Studio Wildcard’s co-founder talks about how ARK: Survival Evolved stays sustainable without microtransactions


We’ve all been beaten over the head with lots of news regarding predatory microtransactions practices, and there’s certainly plenty of evidence that would lead one to believe that the business model is just the price of playing games nowadays. Jesse Rapczak, co-founder of Studio Wildcard, sees things differently, particularly when it comes to ARK: Survival Evolved, which by his account seems to have accidentally found a secret to sustainable success without resorting to selling skins or lootboxes.

The account in question comes by way of an interview with GamesIndustry, which explains that the company’s plan to release annual large-scale expansions has worked out well: 16 million copies of ARK have been sold across PC and console, with reported mobile installs in the tens of millions and the distinction of being one of the most played titles on Xbox Game Pass.

All of this comes as something of a surprise to Rapczak, judging by his responses in the interview. “ARK is an online game with official servers and a lot of costs to keep the game running.
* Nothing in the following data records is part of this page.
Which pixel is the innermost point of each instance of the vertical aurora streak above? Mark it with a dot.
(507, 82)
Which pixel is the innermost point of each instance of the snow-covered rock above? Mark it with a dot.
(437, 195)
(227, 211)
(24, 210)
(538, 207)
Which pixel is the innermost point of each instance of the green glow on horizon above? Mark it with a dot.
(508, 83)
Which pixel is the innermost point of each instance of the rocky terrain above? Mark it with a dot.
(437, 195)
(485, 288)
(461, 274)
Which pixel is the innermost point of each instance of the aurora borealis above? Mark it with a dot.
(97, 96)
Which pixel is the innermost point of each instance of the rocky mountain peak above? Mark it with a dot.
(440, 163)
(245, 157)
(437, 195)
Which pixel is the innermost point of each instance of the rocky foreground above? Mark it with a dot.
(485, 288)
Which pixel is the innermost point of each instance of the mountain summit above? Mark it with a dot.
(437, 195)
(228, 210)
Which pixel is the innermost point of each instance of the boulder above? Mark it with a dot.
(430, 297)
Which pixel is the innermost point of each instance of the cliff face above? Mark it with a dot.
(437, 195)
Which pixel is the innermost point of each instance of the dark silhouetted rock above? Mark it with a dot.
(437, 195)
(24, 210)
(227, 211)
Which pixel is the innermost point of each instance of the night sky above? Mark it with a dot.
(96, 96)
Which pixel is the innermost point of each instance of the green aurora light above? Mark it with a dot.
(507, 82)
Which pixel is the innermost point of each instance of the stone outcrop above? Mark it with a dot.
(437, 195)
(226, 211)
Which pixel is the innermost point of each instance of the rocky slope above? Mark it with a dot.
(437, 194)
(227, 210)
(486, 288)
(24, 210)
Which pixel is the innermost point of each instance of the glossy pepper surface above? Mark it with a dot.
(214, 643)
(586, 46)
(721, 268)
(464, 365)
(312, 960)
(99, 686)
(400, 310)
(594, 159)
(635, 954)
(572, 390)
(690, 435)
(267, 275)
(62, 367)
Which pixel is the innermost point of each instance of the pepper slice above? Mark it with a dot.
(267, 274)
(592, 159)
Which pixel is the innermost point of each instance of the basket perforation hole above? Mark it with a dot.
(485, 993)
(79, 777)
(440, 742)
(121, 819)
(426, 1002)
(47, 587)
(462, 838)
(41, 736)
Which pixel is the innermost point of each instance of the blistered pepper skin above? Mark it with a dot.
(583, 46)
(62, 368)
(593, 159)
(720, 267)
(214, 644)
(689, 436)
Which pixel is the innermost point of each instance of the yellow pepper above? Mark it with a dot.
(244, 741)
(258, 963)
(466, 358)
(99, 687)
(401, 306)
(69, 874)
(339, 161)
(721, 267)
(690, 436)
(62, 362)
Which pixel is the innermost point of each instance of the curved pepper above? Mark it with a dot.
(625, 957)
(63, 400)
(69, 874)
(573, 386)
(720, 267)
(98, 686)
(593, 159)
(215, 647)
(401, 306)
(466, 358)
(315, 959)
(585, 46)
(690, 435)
It’s important to us to always be bringing in new players, and part of that is creating new content for the existing ones so they bring in their friends,” says Rapczak. “Doing one big premium update every year so far has provided the game with the yearly revenue model that it needs to continue development.”

Naturally, that ongoing cadence rolls forward with the upcoming Genesis expansion, with a reported two-year roadmap of content for the game still in the pipeline. In fact, the success of their current update cadence has seen Studio Wildcard shift priorities away from doing a sequel. That said, a sequel is apparently being drafted up.
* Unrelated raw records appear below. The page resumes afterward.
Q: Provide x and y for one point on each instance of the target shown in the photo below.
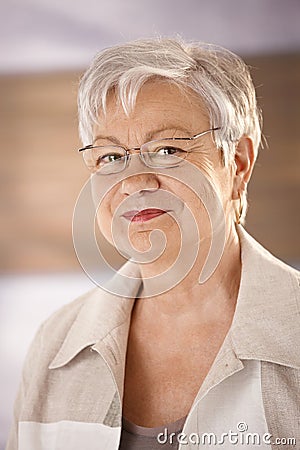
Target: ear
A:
(244, 163)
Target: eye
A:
(109, 158)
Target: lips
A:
(143, 215)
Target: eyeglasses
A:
(158, 154)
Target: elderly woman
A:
(193, 343)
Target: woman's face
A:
(161, 111)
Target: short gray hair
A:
(220, 78)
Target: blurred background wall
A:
(45, 47)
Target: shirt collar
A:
(268, 305)
(262, 327)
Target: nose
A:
(142, 182)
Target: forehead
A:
(159, 105)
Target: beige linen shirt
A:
(71, 393)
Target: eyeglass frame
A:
(129, 150)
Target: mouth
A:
(144, 215)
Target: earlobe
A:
(244, 162)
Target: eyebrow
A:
(150, 135)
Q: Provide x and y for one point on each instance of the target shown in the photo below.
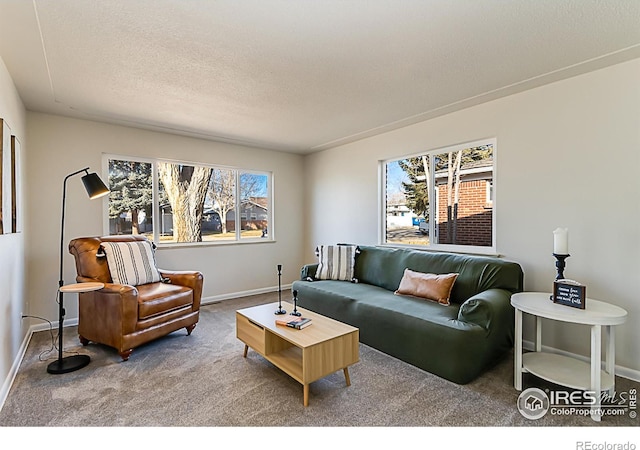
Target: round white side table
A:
(565, 370)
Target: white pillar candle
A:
(561, 241)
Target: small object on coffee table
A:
(280, 310)
(295, 311)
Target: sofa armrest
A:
(308, 271)
(488, 309)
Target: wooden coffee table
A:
(306, 355)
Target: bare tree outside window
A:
(193, 203)
(441, 197)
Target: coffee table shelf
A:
(305, 355)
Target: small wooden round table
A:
(74, 362)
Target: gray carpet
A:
(202, 380)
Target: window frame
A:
(454, 248)
(238, 238)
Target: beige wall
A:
(12, 300)
(568, 154)
(59, 146)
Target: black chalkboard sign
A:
(570, 293)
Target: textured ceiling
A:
(298, 75)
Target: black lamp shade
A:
(94, 186)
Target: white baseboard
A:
(8, 382)
(623, 372)
(221, 297)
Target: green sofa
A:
(456, 342)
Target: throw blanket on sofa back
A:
(457, 341)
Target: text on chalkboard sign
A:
(569, 293)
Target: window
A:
(173, 202)
(443, 198)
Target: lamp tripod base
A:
(68, 364)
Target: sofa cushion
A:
(131, 263)
(427, 285)
(336, 262)
(384, 267)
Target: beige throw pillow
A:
(427, 285)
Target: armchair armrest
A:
(490, 308)
(114, 303)
(191, 279)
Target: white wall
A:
(59, 146)
(568, 154)
(12, 301)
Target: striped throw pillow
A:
(131, 263)
(336, 262)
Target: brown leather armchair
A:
(124, 316)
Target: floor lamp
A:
(95, 189)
“For ARK 2, we need to give players something new that they’re not getting from ARK. We’re not quite sure what that is yet, we’re not ready to talk about it, but we want to be unshackled from what ARK: Survival Evolved is and not have to worry about ruining players’ long history of dinosaurs and bases they’ve had for four years by making changes. That’s just a lot of baggage when you’re going to go make a sequel.”